While it would first appear that I could use voice recognition software like Dragon NaturallySpeaking and Dragon Dictate for Mac to accomplish this that approach won’t work. You see, such programs are “user-specific” and can’t be “shared”. They are great at transcribing your speech but ONLY your speech. That’s because in order to use them properly you need to initially take some time and “train” the software so it will understand your voice. During the training process (the software prompts you to read some specific text for some period of time) the computer adjusts to your specific vocal patterns. Once it is done transcriptions can be close to perfect when YOU speak but since it is locked to your speech patterns it will not be anywhere near as accurate if someone else tries to use it. For them to have the same degree of accuracy requires THEM to train the software as well.

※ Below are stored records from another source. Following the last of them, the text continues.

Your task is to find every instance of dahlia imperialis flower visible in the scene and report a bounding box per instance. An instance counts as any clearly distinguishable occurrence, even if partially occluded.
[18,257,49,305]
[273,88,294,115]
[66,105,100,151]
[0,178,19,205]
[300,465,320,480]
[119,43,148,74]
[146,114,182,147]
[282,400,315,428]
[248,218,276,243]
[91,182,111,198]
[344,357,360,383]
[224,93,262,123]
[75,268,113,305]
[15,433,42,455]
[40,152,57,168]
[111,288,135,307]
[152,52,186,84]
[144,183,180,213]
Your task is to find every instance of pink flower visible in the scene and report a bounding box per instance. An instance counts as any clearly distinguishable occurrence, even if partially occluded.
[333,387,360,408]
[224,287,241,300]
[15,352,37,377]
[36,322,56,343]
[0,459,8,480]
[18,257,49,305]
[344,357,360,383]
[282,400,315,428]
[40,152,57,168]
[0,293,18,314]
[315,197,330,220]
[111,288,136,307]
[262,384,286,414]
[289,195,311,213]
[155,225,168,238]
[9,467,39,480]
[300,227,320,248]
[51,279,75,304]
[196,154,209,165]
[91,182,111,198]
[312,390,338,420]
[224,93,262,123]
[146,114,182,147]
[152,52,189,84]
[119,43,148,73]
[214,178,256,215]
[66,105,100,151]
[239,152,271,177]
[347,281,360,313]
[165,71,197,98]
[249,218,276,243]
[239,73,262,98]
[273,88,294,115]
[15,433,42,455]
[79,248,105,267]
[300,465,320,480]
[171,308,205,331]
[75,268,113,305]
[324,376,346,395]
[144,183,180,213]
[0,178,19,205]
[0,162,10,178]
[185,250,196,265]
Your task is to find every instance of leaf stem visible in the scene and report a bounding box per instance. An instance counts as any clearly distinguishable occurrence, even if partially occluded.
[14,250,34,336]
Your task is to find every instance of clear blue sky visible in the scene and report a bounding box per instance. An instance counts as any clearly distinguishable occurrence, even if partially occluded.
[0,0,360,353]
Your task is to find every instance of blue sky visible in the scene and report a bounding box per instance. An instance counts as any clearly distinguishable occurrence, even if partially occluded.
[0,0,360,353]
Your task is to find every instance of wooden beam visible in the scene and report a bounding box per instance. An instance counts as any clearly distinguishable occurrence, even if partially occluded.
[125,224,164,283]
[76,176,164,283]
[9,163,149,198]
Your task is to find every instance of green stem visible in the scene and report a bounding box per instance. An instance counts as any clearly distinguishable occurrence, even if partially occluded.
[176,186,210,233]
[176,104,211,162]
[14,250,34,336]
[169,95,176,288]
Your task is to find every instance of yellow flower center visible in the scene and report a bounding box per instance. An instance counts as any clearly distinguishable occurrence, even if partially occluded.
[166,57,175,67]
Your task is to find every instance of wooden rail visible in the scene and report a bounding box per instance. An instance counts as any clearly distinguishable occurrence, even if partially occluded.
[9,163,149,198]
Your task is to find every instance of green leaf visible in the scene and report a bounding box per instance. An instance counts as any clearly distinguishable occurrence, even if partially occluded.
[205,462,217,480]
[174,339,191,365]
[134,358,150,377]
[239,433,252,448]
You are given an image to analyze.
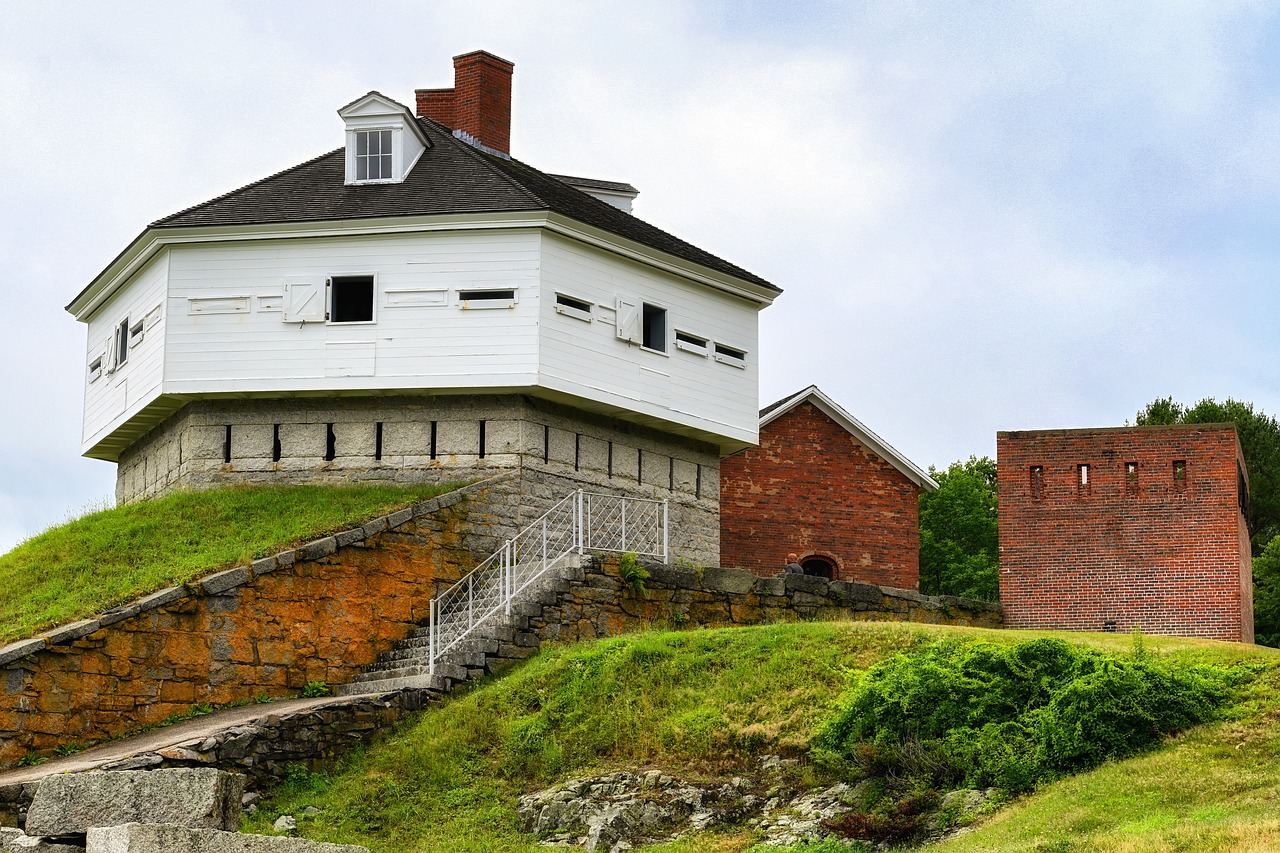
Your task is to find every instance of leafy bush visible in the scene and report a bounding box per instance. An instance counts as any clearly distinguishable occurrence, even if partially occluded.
[814,639,1238,792]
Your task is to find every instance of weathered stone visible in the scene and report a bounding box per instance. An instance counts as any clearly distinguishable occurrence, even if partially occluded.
[200,567,248,596]
[138,587,187,613]
[27,767,244,835]
[0,637,45,666]
[88,824,369,853]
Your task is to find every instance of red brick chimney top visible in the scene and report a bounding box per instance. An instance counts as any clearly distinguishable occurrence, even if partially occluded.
[415,50,516,154]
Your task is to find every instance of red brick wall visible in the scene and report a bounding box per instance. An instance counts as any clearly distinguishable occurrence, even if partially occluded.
[721,402,920,589]
[996,425,1253,642]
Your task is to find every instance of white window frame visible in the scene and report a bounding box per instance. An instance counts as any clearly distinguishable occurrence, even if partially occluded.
[457,286,520,311]
[324,272,378,325]
[640,301,672,356]
[347,124,402,184]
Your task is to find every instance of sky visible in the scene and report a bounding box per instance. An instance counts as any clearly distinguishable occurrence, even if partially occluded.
[0,0,1280,552]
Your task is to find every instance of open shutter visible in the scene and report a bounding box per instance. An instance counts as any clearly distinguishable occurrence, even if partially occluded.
[280,278,325,323]
[616,296,640,343]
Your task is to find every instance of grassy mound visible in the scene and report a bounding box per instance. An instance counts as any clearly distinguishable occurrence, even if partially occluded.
[0,485,454,642]
[240,622,1280,853]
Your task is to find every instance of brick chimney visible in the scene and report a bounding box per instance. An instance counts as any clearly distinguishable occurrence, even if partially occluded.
[413,50,515,154]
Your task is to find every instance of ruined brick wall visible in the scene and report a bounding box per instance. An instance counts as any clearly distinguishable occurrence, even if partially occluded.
[996,424,1253,643]
[721,402,920,589]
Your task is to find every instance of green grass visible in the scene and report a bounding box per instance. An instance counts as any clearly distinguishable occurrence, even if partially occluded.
[0,485,454,642]
[246,622,1280,853]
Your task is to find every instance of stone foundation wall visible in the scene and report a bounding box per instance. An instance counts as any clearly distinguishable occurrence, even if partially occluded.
[115,394,719,514]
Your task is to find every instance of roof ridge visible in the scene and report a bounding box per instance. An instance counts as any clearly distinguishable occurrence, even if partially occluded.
[416,115,545,210]
[147,147,345,228]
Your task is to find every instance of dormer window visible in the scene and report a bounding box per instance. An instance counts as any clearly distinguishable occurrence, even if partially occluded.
[338,92,431,184]
[356,131,393,181]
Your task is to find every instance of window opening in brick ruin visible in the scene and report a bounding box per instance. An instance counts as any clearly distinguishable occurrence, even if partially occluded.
[1030,465,1044,501]
[329,275,374,323]
[640,302,667,352]
[800,556,836,580]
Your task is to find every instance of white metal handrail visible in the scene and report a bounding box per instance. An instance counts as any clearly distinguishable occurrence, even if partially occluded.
[428,489,668,675]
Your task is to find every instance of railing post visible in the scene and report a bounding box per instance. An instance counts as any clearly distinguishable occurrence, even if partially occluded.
[426,598,440,675]
[662,501,671,562]
[573,489,584,557]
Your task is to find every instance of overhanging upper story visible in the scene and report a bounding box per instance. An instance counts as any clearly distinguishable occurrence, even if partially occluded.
[68,54,780,460]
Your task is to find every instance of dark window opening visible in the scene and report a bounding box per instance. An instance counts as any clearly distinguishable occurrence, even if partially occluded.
[458,288,516,302]
[800,557,836,580]
[556,293,591,314]
[329,275,374,323]
[1235,465,1249,516]
[640,302,667,352]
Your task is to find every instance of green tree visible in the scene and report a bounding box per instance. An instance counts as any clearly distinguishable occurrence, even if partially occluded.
[1138,397,1280,646]
[1138,397,1280,556]
[920,456,1000,601]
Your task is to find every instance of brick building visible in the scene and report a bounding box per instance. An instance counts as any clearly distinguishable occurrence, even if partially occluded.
[996,424,1253,643]
[721,386,937,589]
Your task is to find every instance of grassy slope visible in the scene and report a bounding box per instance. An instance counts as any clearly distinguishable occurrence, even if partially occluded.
[241,622,1280,853]
[0,485,453,642]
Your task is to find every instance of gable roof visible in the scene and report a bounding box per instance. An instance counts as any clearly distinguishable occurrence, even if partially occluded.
[760,386,938,492]
[151,112,781,293]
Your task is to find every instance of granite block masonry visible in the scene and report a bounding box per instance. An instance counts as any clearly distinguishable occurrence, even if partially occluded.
[87,824,369,853]
[26,767,244,836]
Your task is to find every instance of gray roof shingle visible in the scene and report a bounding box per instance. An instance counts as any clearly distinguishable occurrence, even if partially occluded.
[151,118,781,292]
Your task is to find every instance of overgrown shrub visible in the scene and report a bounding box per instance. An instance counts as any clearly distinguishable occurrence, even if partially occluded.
[814,639,1238,793]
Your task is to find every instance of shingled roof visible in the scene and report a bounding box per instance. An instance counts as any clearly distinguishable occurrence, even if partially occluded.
[151,118,781,292]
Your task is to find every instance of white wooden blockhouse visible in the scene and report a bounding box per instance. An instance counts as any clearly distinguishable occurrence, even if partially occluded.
[68,51,780,560]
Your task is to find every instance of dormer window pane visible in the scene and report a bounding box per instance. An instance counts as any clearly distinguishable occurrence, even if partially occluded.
[356,131,392,181]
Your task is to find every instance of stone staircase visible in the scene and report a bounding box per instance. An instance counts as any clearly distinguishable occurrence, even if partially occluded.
[335,555,584,695]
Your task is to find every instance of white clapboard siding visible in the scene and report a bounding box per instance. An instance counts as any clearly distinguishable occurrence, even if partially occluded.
[166,232,539,393]
[83,252,168,448]
[540,234,758,443]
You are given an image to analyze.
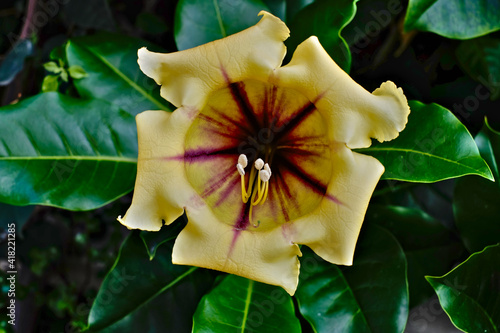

Unlike the aforementioned voice recognition applications Dragon Dictation and/or Siri WILL work. The reason for this is simple, Dragon Dictation and Siri are not user-specific when it comes to the recognition process. They, unlike the previously mentioned applications, don’t process the audio on the device itself but instead send the raw data to Nuance or Apple’s servers. Once there it is processed and returned as text . Because, I suspect, they have access to much more powerful processing technology they can take ANY clear speech and transcribe it with almost 100% perfection.
So, instead of having to type out the two pieces of testimony I held my iPad up to my computer, started Dragon Dictation, played the first 45 seconds of the first video and let it transcribe. It was almost perfect. I repeated the process until both videos had been transcribed. i went back, spent a few minutes cleaning up the text and was good to go. All thanks to Dragon Dictation not being user-dependant.